İran'ın Meşrute Devrimi, Türk Kaçar devletini ortadan kaldırmayı ve İran üzerindeki Türk siyasi egemenliğine son vermeyi amaçlayan bir hareketti. Kafkasya’da bu dönemde Molla Nasreddin, Hatabala, Tiflis’te Zurna (Erm) dergileri çıkarılmaktaydı. Bu hareketin liderliği ve yönetimi İngiliz Devleti, Bâbîler-Ezeliler, Hintli Parsîler, İranlı Zerdüştîler ve diğer Türk karşıtı gruplar tarafından yürütülüyordu. Ancak bu gruplar arasında sol ve sağ milliyetçi Ermeni siyasi ve terörist grupların rolü oldu
Bu durum özellikle Settar Han'ın Tebriz'deki ayaklanması ve ardından Tahran'ın işgali aşamalarında belirgindi. Settar Han'ın Tebriz'deki ayaklanmasının liderliği ve organizasyonu, ayrıca silah ve personelin (Ermeni Fedaileri vb.) sağlanması Taşnaktsutyun, Hunçakyan partileri ve diğer Ermeni milliyetçi ve terörist grupların elindeydi. Meşruteçi ve Türk karşıtı Encümen-i Tebriz'in karargâhı da Ermeni mahallesindeydi.
Settar Han ve Tebriz Mücahitleri, Ermeni milliyetçi ve terörist grupların piyonlarıydı. Ermeni gruplarının temel amacı, Meşrute düzenini kurmanın çok daha ötesinde, Türk Kacar ve Osmanlı devletlerini devirmek ve bunların topraklarında Büyük Ermenistan'ı kurmak idi. Türk Tarih yazımında Settar Han’ın hayatının bu devresi Türk milletine ihanet diye kabul edilir. Bunun nedeni, Azerbaycan Tarih Yazımının Türk karşıtı İran - Paniranist, Ermeni, Oryantalist - Haçlı ve Rus - İstalinist tarih yazımlarının birleşimi olmasıdır.

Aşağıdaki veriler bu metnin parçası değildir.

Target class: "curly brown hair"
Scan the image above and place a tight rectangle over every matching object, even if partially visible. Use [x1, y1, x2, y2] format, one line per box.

Settar Han ve Tebriz Mücahitleri, İran Meşrute Hareketinin Türk karşıtı eğilimlerini gözlemledikten sonra ondan koptular. İngiltere'nin, Taşnakların ve Hınçakların müttefiki olan Encümen-i Azerbaycan'ın radikal meşrutiyetçilerine ve Azerbaycan Demokratlarına karşı bir tavır aldılar. Bir süre sonra Settar Han, Osmanlı İttihad-ı İslam'a ilgi duymaya başladı, Azerbaycan'ı İran’dan ayırıp Osmanlı Devleti'ne bağlamaya yöneldi. Bağır Han da Türkçülüğü benimsedi. Sonuç olarak, Türk karşıtı Meşruteçiler, Taşnaklar ve Encümen-i Azerbaycan'ın Tağizade, Haydar Han Emoğlu ve Esad Bahtiyari gibi lider konumundakileri, silahsızlandırma kisvesi altında Settar Han ve Tebriz mücahitlerini işgal ettikleri Tahran'a gelmeğe ikna ettiler. Ancak onları Atabek Parkı'nda pusuya düşürdüler ve 300'den fazlasını öldürüldü. İngiliz yanlısı Meşruteçilerin gözünde Tebriz Mücahitleri, sadece Türk Kacar Devletine karşı iç savaş çıkarmak ve Tebriz halkını aldatmak için kullanışlı bir araç ve piyon olarak görülüyordu. Ancak Türkçülüğü benimseyip Meşruteçilere karşı eğilimler gösterdiklerinde, gözden çıkarılabilir hale geldiler ve ortadan kaldırılmaları gerekti. Türk Tarih Yazımında Settar Han ile Bakır Han'ın hayatlarının İngiliz-Taşnak Meşrute Hareketine karşı çıktıkları bu ikinci evresi, övülmektedir. Ancak Taşnak yanlısı Azerbaycan Tarih Yazımında bu ikinci Türkçü evre büsbütün gizletilip sansürlenmiştir.